Manik Varma, Microsoft Research, India
Extreme Classification: A New Paradigm for Ranking & Recommendation
Abstract: The objective in extreme multi-label classification is to learn a classifier that can automatically tag a data point with the most relevant subset of labels from a large label set. Extreme multi-label classification is an important research problem since not only does it enable the tackling of applications with many labels but it also allows the reformulation of ranking and recommendation problems with certain advantages over existing formulations. Our objective, in this talk, is to develop an extreme multi-label classifier that is faster to train and more accurate at prediction than the state-of-the-art Multi-label Random Forest (MLRF) algorithm [Agrawal et al. WWW 13] and the Label Partitioning for Sub-linear Ranking (LPSR) algorithm [Weston et al. ICML 13]. MLRF and LPSR learn a hierarchy to deal with the large number of labels but optimize task independent measures, such as the Gini index or clustering error, in order to learn the hierarchy. Our proposed FastXML algorithm achieves significantly higher accuracies by directly optimizing an nDCG based ranking loss function. We also develop an alternating minimization algorithm for efficiently optimizing the proposed formulation. Experiments reveal that FastXML can be trained on problems with more than a million labels on a standard desktop in eight hours using a single core and in an hour using multiple cores.

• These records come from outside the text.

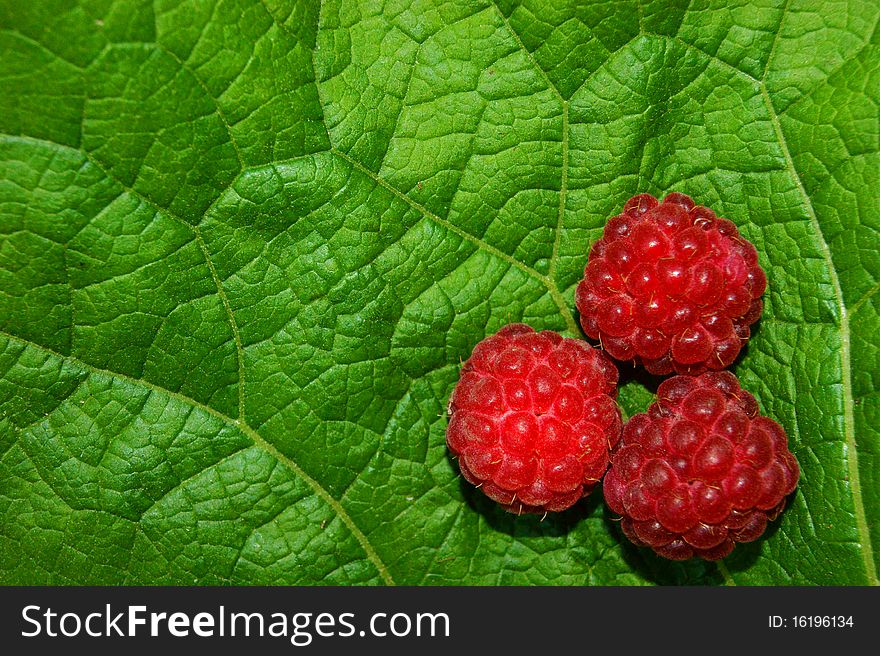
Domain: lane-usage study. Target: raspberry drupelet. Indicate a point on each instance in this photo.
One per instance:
(701, 470)
(671, 286)
(533, 418)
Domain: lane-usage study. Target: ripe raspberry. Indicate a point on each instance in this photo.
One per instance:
(701, 470)
(533, 417)
(672, 286)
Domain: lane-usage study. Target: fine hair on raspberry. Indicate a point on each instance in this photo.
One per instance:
(701, 471)
(533, 418)
(671, 286)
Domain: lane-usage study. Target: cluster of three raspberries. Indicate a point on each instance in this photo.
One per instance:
(533, 419)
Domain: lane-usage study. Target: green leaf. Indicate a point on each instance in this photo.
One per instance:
(245, 244)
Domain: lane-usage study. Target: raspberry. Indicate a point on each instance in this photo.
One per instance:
(701, 470)
(672, 286)
(533, 417)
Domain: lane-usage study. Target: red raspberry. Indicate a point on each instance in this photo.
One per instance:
(672, 286)
(701, 470)
(533, 417)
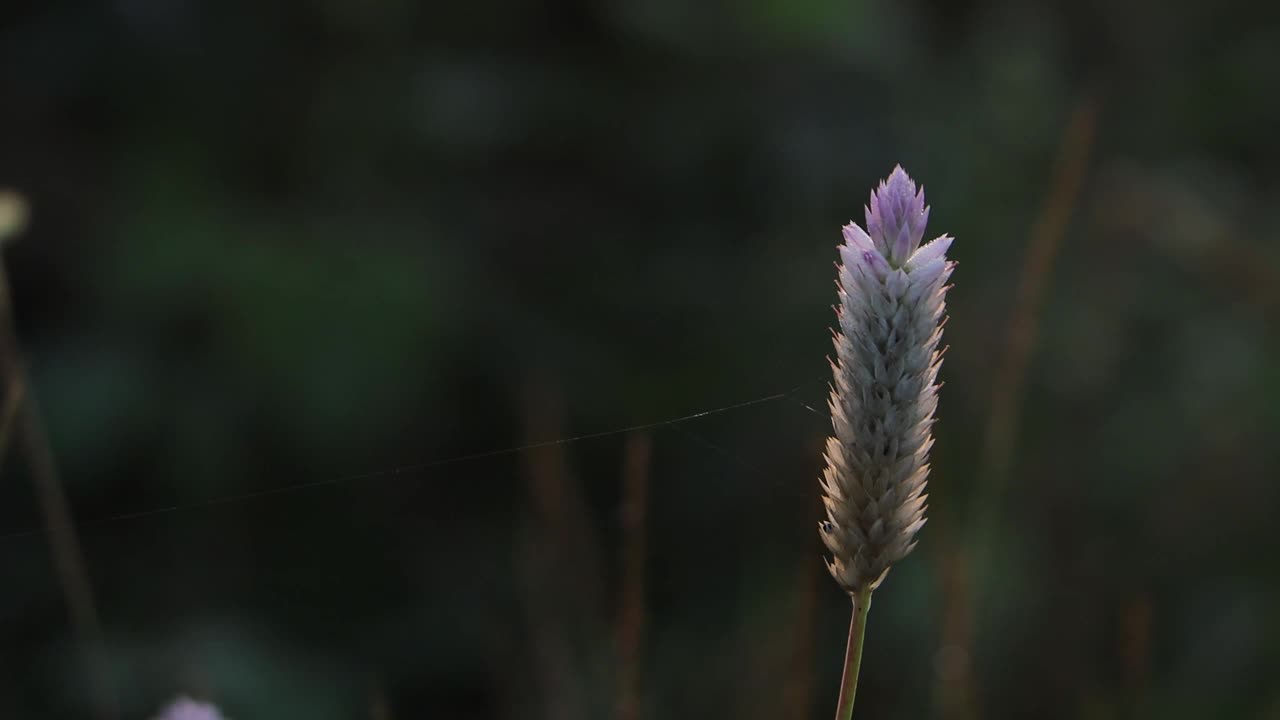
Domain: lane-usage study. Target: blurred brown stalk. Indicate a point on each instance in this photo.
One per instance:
(964, 573)
(22, 419)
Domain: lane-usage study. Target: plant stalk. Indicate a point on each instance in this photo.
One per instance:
(853, 655)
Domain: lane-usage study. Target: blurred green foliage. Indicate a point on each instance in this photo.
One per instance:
(336, 242)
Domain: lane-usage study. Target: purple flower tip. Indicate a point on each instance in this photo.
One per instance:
(896, 217)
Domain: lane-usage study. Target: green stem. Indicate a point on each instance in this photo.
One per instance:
(854, 655)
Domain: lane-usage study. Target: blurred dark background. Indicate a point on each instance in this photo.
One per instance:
(298, 278)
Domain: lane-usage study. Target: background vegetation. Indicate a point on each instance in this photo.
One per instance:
(359, 245)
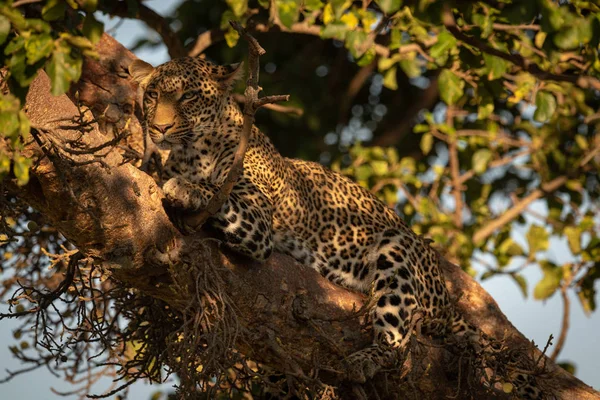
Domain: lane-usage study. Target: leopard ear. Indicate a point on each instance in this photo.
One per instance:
(228, 75)
(140, 71)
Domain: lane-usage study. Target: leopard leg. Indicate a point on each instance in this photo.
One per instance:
(397, 302)
(247, 222)
(245, 218)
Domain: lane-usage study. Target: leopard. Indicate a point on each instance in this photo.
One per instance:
(317, 216)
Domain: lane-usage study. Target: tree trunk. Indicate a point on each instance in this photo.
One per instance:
(290, 315)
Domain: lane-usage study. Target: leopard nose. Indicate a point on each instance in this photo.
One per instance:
(163, 128)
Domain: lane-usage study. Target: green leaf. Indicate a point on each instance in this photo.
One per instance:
(4, 165)
(568, 366)
(441, 50)
(54, 9)
(89, 6)
(38, 47)
(537, 239)
(92, 28)
(363, 172)
(573, 235)
(389, 79)
(521, 283)
(510, 248)
(389, 6)
(20, 71)
(485, 108)
(63, 69)
(4, 28)
(288, 11)
(549, 282)
(231, 37)
(481, 159)
(546, 106)
(411, 67)
(581, 142)
(367, 58)
(426, 143)
(451, 87)
(495, 67)
(312, 5)
(572, 36)
(239, 7)
(354, 42)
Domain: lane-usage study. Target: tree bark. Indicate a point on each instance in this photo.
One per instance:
(289, 313)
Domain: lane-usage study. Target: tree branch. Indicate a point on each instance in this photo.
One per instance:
(518, 208)
(286, 311)
(251, 104)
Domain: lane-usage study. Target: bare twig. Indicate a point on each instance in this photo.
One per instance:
(565, 323)
(154, 21)
(251, 104)
(274, 107)
(455, 171)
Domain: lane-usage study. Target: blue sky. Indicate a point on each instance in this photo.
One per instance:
(536, 319)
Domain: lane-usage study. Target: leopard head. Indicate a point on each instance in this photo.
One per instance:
(183, 98)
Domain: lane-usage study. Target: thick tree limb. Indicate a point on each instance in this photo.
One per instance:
(288, 312)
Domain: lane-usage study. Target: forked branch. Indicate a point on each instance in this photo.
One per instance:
(251, 103)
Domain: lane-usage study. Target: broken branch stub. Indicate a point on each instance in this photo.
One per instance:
(251, 104)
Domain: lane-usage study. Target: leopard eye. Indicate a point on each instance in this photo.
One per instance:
(189, 95)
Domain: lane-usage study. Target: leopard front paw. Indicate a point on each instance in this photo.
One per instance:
(181, 194)
(361, 366)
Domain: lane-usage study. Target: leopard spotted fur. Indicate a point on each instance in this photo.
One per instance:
(300, 208)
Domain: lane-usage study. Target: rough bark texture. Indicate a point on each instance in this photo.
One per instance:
(291, 315)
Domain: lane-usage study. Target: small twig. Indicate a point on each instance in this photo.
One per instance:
(566, 318)
(251, 103)
(274, 107)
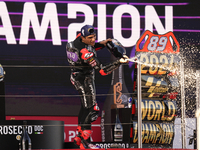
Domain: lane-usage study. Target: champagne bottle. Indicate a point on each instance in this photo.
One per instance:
(118, 93)
(25, 142)
(118, 129)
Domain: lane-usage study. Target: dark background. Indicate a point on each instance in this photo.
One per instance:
(37, 74)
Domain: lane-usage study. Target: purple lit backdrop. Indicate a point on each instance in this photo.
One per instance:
(37, 74)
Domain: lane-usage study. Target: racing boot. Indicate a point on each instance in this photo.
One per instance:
(85, 140)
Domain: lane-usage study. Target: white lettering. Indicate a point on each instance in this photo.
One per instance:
(7, 26)
(101, 22)
(152, 18)
(74, 27)
(30, 16)
(135, 24)
(19, 129)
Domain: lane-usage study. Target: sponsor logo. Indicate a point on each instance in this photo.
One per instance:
(16, 130)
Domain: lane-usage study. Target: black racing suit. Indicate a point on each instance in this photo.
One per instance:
(83, 60)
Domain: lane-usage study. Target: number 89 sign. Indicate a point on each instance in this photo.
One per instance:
(166, 43)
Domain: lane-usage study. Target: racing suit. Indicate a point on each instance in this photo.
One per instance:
(83, 60)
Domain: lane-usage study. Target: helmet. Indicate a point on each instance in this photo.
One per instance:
(116, 48)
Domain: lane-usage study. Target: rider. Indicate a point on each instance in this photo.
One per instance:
(81, 55)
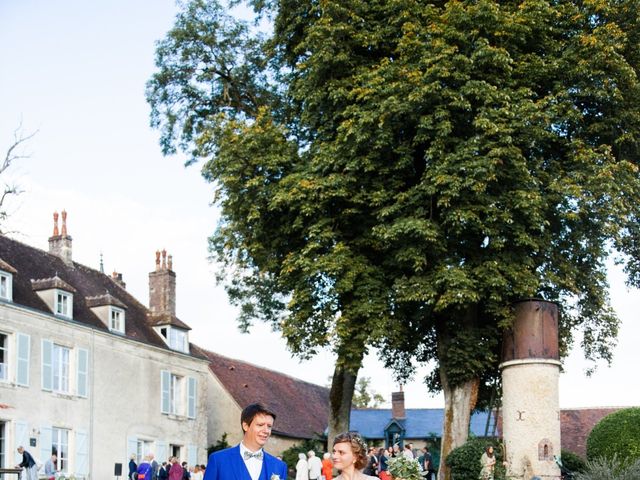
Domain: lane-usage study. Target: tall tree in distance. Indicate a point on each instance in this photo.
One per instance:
(14, 153)
(397, 174)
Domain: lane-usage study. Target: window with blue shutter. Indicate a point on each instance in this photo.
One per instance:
(83, 372)
(45, 442)
(47, 365)
(22, 438)
(165, 385)
(191, 398)
(23, 342)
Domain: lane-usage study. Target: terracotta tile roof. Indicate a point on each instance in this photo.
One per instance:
(33, 263)
(576, 425)
(49, 283)
(106, 299)
(158, 319)
(301, 408)
(7, 267)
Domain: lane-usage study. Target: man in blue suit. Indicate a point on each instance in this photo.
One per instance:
(248, 460)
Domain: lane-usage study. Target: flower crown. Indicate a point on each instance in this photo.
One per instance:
(358, 439)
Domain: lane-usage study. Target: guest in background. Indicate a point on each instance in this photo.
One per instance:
(327, 466)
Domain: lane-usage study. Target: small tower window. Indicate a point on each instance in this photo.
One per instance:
(64, 304)
(116, 319)
(6, 286)
(545, 450)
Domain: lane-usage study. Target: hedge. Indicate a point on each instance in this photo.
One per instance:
(616, 435)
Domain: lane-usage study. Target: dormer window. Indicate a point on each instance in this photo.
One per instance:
(6, 281)
(57, 294)
(64, 304)
(176, 338)
(6, 286)
(116, 319)
(109, 310)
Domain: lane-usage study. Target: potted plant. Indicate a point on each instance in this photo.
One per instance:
(403, 468)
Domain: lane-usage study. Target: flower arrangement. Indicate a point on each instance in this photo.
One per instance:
(406, 469)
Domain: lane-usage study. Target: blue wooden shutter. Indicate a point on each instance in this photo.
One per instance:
(47, 365)
(46, 439)
(191, 397)
(22, 438)
(83, 372)
(165, 382)
(23, 342)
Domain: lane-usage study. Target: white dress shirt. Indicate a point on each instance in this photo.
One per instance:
(253, 464)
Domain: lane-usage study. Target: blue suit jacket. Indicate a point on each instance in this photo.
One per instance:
(228, 464)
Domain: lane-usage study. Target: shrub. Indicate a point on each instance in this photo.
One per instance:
(572, 462)
(290, 455)
(604, 468)
(405, 468)
(617, 434)
(221, 444)
(464, 461)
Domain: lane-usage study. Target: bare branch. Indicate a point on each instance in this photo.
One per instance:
(13, 153)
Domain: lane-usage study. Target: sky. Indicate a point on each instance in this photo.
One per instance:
(74, 72)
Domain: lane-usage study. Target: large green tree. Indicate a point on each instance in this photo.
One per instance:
(397, 173)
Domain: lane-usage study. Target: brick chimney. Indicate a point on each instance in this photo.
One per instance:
(162, 286)
(60, 242)
(117, 277)
(397, 404)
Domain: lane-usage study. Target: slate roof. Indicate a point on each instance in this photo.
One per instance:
(301, 408)
(35, 264)
(419, 422)
(576, 425)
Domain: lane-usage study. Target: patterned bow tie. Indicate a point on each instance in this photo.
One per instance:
(257, 455)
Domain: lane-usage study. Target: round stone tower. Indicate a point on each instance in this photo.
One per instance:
(530, 402)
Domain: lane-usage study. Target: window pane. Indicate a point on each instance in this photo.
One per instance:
(60, 446)
(60, 368)
(3, 356)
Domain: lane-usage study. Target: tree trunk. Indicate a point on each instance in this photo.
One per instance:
(342, 388)
(459, 402)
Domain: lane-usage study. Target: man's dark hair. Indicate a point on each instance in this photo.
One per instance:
(250, 412)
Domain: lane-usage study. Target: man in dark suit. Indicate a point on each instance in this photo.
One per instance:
(248, 460)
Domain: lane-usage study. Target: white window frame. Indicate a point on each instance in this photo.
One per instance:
(4, 358)
(58, 440)
(63, 303)
(6, 286)
(120, 315)
(176, 394)
(178, 339)
(61, 368)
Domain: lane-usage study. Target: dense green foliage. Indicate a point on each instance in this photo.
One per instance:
(464, 461)
(397, 173)
(617, 434)
(364, 396)
(405, 468)
(609, 469)
(573, 462)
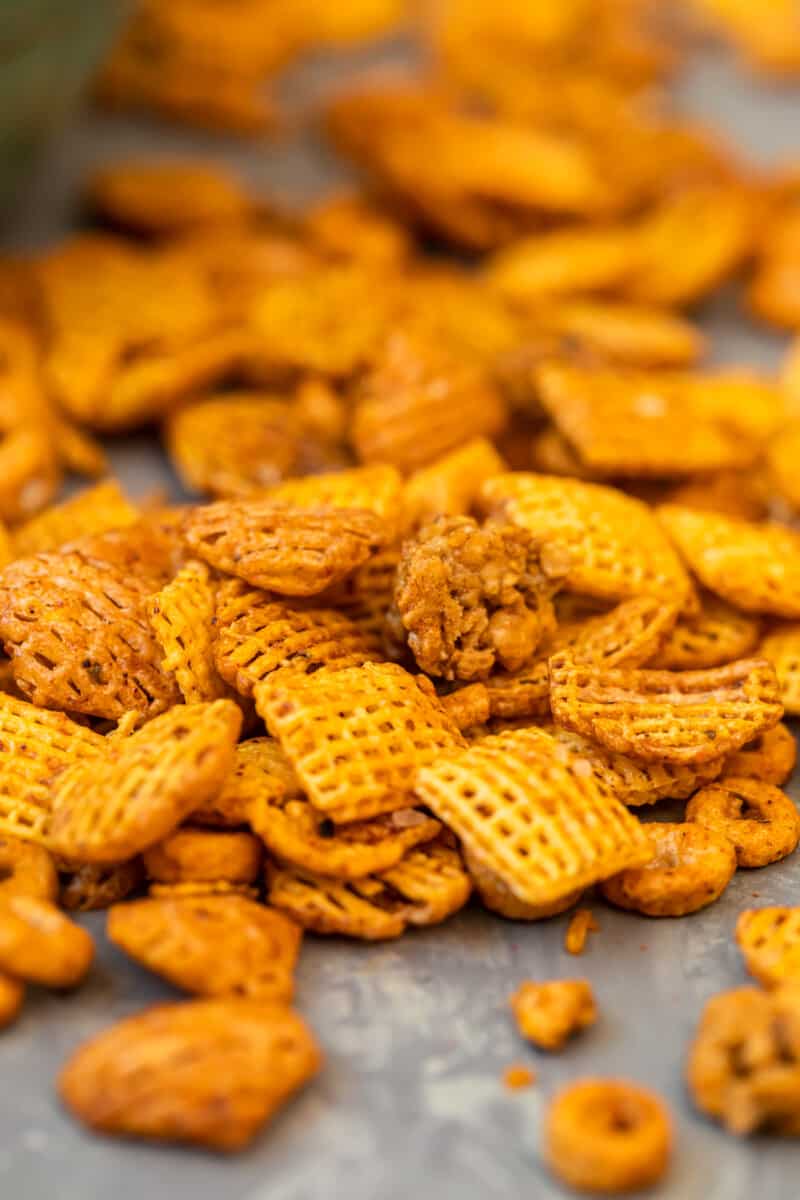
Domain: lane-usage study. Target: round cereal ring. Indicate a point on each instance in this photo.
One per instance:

Anna Choromanska, New York University, USA Logarithmic Time Online Multiclass prediction
Abstract: The talk will focus on the multi-class setting with an extremely large number of classes (k), with the goal of obtaining train and test time complexity logarithmic in the number of classes. A reduction of this problem to a set of binary classification problems organized in a tree structure will be discussed. A top-down tree construction approach for constructing logarithmic depth trees will be demonstrated. On the theoretical front, a new objective function will be proposed, which is optimized at each node of the tree and creates dynamic partitions of the data which are both pure (in terms of class labels) and balanced. It will demonstrated that under favorable conditions, the new approach leads to logarithmic depth trees that have leaves with low label entropy. However, the objective function at the nodes is challenging to optimize computationally. The empirical problem is addressed with a new online decision tree construction procedure. Experiments demonstrate that this online algorithm quickly achieves improvement in test error compared to more common logarithmic training time approaches, which makes it a plausible method in computationally constrained large-k applications.
Nicolas Usunier, Facebook Learning embeddings in multi-relational domains
Abstract: One of the challenges in multi-target prediction is that large number of potential targets often come together with fewer representative samples per target and a supervision of lower quality. In that context, algorithms for learning embeddings of inputs and targets in a common low-dimensional vector space have shown great success in multiclass or multilabel prediction and ranking, recommendation, and link prediction in multi-relational data. In this talk, I will present applications of learning embeddings to link prediction and question-answering in knowledge bases. Knowledge bases such as Freebase are large scale repositories of facts about real-world entities in the form of relation triples, that are collaboratively curated. I will show how embeddings models can learn from knowledge bases despite the incomplete and noisy nature of the data, and also how such models can naturally leverage multiple training sources and offer opportunities for transfer learning.